Not within the framework of the evidence presented in connection with the personal responsibility of the Defendant Frank, but in connection with the accusation of so-called Germanization, a document was submitted with the Exhibit USA-300, 661-PS. This is a memorandum entitled “Legal Aspects of German Policy toward the Poles from the Ethno-Political Point of View.” According to a note on the title page, the legal part of this was to serve as a model for the Committee of the Academy for German Law which dealt with legal nationality questions. This document can have no probative value in connection with the personal responsibility of the Defendant Frank. He testified in the witness box that he had given no instructions for the writing of that memorandum and that he was not aware of its contents. Over and above this, it would seem that no substantive evidential value can be attached to that document within the scope of this whole Trial. Nor is it evident, from the memorandum, who wrote it or who gave instructions that it should be written. Its whole form and content would seem to show that it is not an official document, but rather the work of a private individual. It was stated to have been found at the Ministry of Justice in Kassel. But in actual fact there has been no Ministry of Justice at Kassel for many decades. All these circumstances would seem to indicate that the material probative value of this document is, to say the least, extremely small.

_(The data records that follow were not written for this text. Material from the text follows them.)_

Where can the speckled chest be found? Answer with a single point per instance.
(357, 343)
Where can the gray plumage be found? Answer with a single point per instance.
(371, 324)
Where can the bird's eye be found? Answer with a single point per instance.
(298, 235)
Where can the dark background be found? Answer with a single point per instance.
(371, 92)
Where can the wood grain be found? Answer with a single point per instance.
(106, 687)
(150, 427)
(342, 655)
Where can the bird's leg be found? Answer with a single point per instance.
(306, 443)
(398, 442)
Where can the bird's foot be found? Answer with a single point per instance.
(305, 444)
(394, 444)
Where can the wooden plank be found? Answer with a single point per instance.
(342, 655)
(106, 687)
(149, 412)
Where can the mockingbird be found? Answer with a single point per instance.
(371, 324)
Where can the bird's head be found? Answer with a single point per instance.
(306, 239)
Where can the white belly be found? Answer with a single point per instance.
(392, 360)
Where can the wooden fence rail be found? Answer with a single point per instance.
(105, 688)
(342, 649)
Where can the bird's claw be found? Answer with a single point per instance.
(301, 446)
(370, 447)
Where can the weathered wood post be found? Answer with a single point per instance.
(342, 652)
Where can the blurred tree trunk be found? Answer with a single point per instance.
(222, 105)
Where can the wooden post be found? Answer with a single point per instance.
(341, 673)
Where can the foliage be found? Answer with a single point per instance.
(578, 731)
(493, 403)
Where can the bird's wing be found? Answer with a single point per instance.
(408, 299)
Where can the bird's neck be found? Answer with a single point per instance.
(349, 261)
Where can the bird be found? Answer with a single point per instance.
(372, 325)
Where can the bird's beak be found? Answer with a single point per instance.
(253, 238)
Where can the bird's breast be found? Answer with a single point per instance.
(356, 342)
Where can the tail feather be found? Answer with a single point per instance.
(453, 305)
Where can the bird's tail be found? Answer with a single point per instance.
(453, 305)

But whatever the evidential value of minutes of conferences that took place in the year 1939 on the occasion of the establishment of the Government General, the following should be pointed out:
In judging the conduct of the Defendant Frank it is not of such essential importance to know what Hitler, he himself, or other persons said on one occasion or another, but what policy the Defendant Frank actually pursued toward the Polish and Ukrainian peoples. And here there can be no possible doubt—on the basis both of the general result of the evidence and, in particular, of entries in the diary of the defendant himself—that he repudiated all tendencies and measures designed to effect Germanization. That is shown with great clarity by the extracts from the diary which I have submitted to the Tribunal. Thus on 8 March 1940 he declared at a meeting of department chiefs, that is, to an audience of men who as leaders of the various main departments were deputed to put his directives into practice:
“I have been charged by the Führer to look upon the Government General as the home of the Polish people. Accordingly no Germanization of any sort or kind is possible. In your departments you will please see that the two-language principle is strictly observed; you will also point out to district and provincial officers that no violence is to be used in opposing such safeguarding of Polish national existence. We have in a certain sense herewith taken over on trust from the Führer the responsibility for Polish national life.”

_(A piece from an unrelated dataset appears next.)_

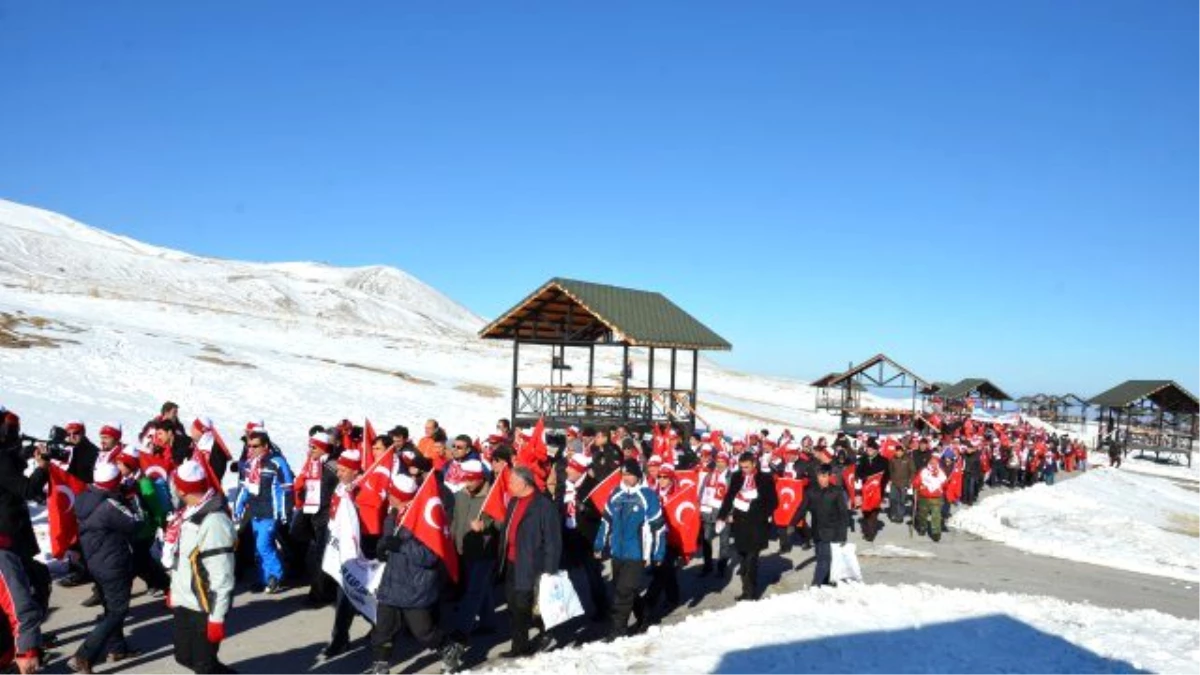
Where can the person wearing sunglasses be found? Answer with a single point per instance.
(265, 499)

This declaration alone makes it apparent that the directives laid down in the conference between Hitler and the Chief of the OKW on 17 October 1939, as contained in Exhibit USA-609, 864-PS, cannot possibly have been made the subject of the duties with which the Defendant Frank was charged. On the other hand, in view of the entire activities of the Higher SS and Police Leader, East from the first day of his appointment, it can safely be assumed that it was Reichsführer SS Himmler whom Hitler charged with carrying out the directives laid down at his conference with the Chief of the OKW.
A diary entry of 19 February 1940 is on the same lines; in this the Defendant Frank advocates the formation of a Polish government or regency council.
On 25 February 1940, at a service conference of officials of the District of Radom, the Defendant Frank gave out, in program form, his directives regarding general administration. On this occasion the Defendant Frank said among other things:
“1. The Government General comprises that part of the occupied Polish area which is not a component part of the German Reich ...
“2. The Führer has decreed that this territory shall be the home of the Polish people. The Führer and Field Marshal Göring have impressed on me over and over again that this territory is not to be subjected to Germanization.
“3. In accordance with the instructions we have received under the Führer’s decree Polish laws will remain in force here.”